Written by Chandan Durgia and Prasun Biswas

Truth be told, with the increasing democratization of the AI/ML world, a lot of novice/experienced people in the industry have jumped the gun and lack some nuances of the underlying mathematics.
It is very much understandable as well. AI/ML world could be overwhelming for anyone because of multiple reasons:
a. One has to learn an ever-growing coding language(Python/R), tons of statistical techniques and finally understand the domain as well.
b. The pace at which the AI/ML techniques are growing is incredible. Recently read somewhere that there are ~100 AI/ML research papers published on a daily basis.
c. Underlying math could be difficult if you are not from a specific background. The unfortunate part is that this is just not applicable to complex topics like neural networks etc., it is even true for the basic concepts like regressions, classification problems, Dimensionality Reduction etc.
Through this article, we intend to at least tick-off two widely used topics once and for good:
- Principal Component Analysis (PCA)
- Linear Discriminant Analysis (LDA)
Both these topics are "dimensionality reduction techniques" and have somewhat similar underlying math. We have covered t-SNE in a separate article earlier (link).
When one thinks of dimensionality reduction techniques, quite a few questions pop up:
A) Why dimensionality reduction?
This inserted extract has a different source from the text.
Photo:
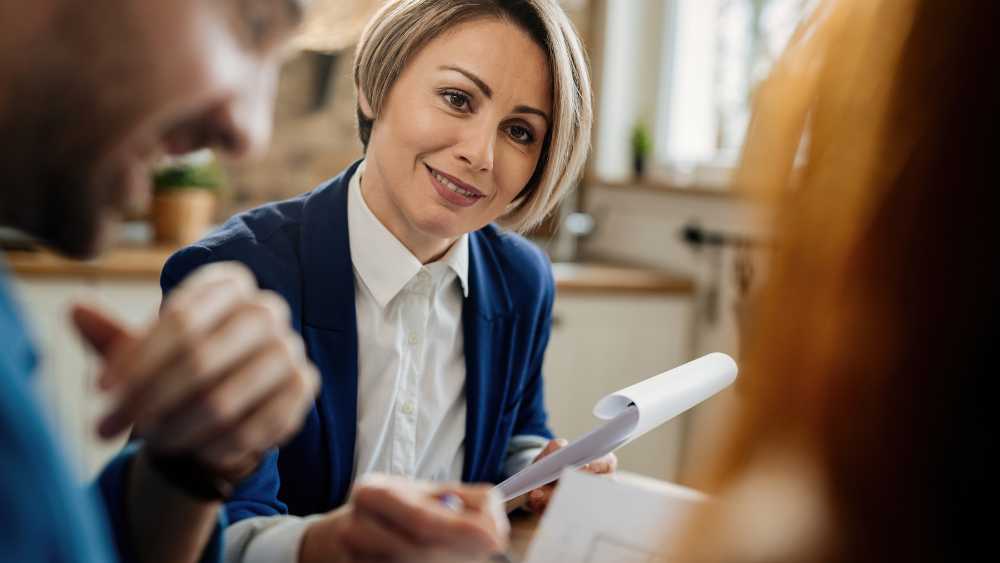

What does it mean to reduce dimensionality?
B) How is linear algebra related to dimensionality reduction?
C) Why do we need to do linear transformation?
D) How are Eigen values and Eigen vectors related to dimensionality reduction?
E) Could there be multiple Eigenvectors dependent on the level of transformation?
F) How are the objectives of LDA and PCA different and how it leads to different sets of Eigen vectors?
G) Is there more to PCA than what we have discussed? Shall we choose all the Principal components?
H) Is the calculation similar for Lda other than using the scatter matrix?
I) PCA vs LDA key areas of differences? When should we use what?
and many more…
We have tried to answer most of these questions in the simplest way possible. Feel free to respond to the article if you feel any particular concept needs to be further simplified.
Let’s kick it off.
A) Why dimensionality reduction? What does it mean to reduce dimensionality?
When a data scientist deals with a data set having a lot of variables/features, there are a few issues to tackle:
a) With too many features to execute, the performance of the code becomes poor, especially for techniques like SVM and Neural networks which take a long time to train.
b) Many of the variables sometimes do not add much value.
Dimensionality reduction is a way used to reduce the number of independent variables or features.
The figure below depicts our goal of the exercise, wherein X1 and X2 encapsulates the characteristics of Xa, Xb, Xc etc.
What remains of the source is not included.